Seventy-five years ago this week, victory was declared in Europe. To a generation which had twice in their lifetimes witnessed millions of lives lost in global warfare, the notion that after thousands of years of bloodshed we had seen the end of war in Europe would have been inconceivable.
Yet, that is the legacy of all those who fought in that conflict, a war which we fought not out of narrow national self-interest, but to stop the rampant Nationalism of another country. A Nationalism which not only claimed millions of lives through warfare, but millions more of that nation’s own countrymen with six million Jews murdered alongside Romani Gypsies, homosexuals, the disabled, socialists and many others. All killed with the support of a public which believed that removing those they saw as different would make them feel safer.
It is right we remember the sacrifices of all those who saw service and all those who suffered on the Home Front, in doing so creating the world in which we now live.

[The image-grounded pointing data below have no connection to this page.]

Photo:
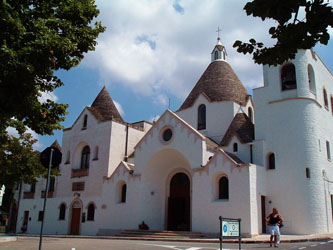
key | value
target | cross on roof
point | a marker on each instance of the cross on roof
(218, 31)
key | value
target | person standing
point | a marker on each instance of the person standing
(274, 220)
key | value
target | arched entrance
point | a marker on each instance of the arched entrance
(76, 218)
(13, 217)
(179, 203)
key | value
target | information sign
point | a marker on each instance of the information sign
(230, 228)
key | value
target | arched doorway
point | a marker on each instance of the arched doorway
(13, 217)
(179, 203)
(76, 218)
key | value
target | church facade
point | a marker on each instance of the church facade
(222, 153)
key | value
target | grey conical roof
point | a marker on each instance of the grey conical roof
(219, 83)
(104, 108)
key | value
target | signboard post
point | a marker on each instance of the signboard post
(230, 228)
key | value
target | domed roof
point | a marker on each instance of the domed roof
(103, 107)
(219, 83)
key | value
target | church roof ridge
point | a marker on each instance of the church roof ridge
(220, 83)
(104, 108)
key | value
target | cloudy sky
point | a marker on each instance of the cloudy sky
(154, 51)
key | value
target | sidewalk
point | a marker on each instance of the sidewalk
(263, 238)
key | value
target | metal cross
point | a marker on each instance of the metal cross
(218, 31)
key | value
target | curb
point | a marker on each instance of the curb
(4, 239)
(215, 240)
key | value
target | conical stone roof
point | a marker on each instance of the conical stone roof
(104, 108)
(219, 83)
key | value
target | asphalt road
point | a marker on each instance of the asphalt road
(29, 243)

The question for us now is what are we doing with the legacy of the greatest generation? Are we living up to the principles which this country went to war to defend? Are we doing as they did and leaving the next generation better opportunities than we inherited from those who came before? Or are we squandering that legacy?
Over recent weeks we have faced our greatest national crisis since the Second World War and we have seen some of the best of people, with volunteers and essential workers putting themselves at risk to ensure the needs of others are met, along with some of the worst. This crisis will not last forever and as we emerge from it we have to decide how we will rebuild our country. Will we do as the soldiers returning from war did, build a country with first-rate public services, where everyone has a house of their own, and where the opportunities for the next generation are greater than the last? Or will we choose to restart along the road we were on?